Thomas adds the following helpful comment on this issue of the power needed to accomplish the restraint.

It is evident that the restrainer, to accomplish his mission, must have supernatural power to hold back a supernatural enemy (v. 9). God and the outworking of his providence is the natural answer (Ladd, The Blessed Hope, p. 95). Reference to God is favored by the restrainer’s harmony with divine purpose and a divine timetable (“at the proper time,” v. 6) (Hiebert, p. 313; Delling, TDNT, 3:460, 461).58

(2) This view that the restrainer is God as the Godhead operates through the ministry of the Spirit also fits well with the way Paul varied the gender in his description of the restrainer and in the way the Holy Spirit is referred to in Scripture. The Greek word for Spirit is neuter, but on several occasions masculine nouns or pronouns are used for the person of the Spirit as in John 15:26; 16:13-14 and Ephesians 1:13-14.

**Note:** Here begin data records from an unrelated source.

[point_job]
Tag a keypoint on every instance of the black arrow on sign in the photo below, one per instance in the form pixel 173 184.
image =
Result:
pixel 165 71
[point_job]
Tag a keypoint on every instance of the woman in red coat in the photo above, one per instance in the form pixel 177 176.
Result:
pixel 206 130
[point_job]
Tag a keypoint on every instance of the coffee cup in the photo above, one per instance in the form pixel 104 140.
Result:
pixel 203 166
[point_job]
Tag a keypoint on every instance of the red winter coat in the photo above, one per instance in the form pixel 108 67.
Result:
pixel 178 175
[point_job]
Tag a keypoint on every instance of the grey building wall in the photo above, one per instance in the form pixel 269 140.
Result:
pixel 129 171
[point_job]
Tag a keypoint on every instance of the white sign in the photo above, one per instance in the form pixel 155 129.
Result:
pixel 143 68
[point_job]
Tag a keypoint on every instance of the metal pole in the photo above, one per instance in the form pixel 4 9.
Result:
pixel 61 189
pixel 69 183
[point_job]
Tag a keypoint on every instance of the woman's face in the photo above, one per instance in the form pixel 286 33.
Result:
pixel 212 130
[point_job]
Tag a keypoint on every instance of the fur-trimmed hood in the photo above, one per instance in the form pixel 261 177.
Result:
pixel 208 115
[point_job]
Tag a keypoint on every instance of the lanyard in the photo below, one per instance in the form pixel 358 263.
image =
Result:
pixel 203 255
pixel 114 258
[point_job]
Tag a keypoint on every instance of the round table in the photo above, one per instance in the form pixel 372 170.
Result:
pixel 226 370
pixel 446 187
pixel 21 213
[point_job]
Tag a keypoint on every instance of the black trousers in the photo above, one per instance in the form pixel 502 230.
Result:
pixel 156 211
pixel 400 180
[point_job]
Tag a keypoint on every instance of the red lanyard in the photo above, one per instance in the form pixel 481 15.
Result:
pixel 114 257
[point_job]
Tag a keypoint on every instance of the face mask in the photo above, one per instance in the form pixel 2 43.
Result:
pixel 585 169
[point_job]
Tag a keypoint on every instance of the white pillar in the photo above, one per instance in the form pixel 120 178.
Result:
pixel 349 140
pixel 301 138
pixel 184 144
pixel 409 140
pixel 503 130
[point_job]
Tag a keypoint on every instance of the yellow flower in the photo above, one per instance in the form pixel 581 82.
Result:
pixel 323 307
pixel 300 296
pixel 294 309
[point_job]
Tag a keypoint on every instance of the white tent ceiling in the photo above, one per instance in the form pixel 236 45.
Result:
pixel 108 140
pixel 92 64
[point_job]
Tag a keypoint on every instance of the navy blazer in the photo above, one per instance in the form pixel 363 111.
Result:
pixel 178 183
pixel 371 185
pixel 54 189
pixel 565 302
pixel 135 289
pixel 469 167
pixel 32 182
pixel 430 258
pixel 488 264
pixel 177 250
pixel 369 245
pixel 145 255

… Either gender is appropriate, depending on whether the speaker (or writer) thinks of natural agreement (masc. because of the Spirit’s personality) or grammatical (neuter because of the noun pneuma; see John 14:26; 15:26; 16:13, 14) (Robertson, RHG, pp. 208, 209). This identification of the restrainer with deep roots in church history (Alford, 3:57, 58) is most appealing. The special presence of the Spirit as the indweller of saints will terminate abruptly at the parousia as it began abruptly at Pentecost.59

(3) This view also fits well with the activity of God as previously illustrated in Genesis 6 and God’s activity to restrain the evil intentions of pre-diluvian man. The Holy Spirit who is omnipresent and always at work in the world is also present and at work in the church to accomplish God’s purposes. Since the day of Pentecost (Acts 2) and in keeping with both Old and New Testament promises, this age has been known as the age of the Spirit. It is a time characterized by the fact of the indwelling of the Spirit in the body of Christ (John 14:16-17; 16:8f; 1 Cor. 6:19; Eph. 1:13f; 4:30, etc.). So obviously, much of the Spirit’s ministry of restraint is now being accomplished by the work of the Spirit in the body of Christ in ways far beyond our imagination.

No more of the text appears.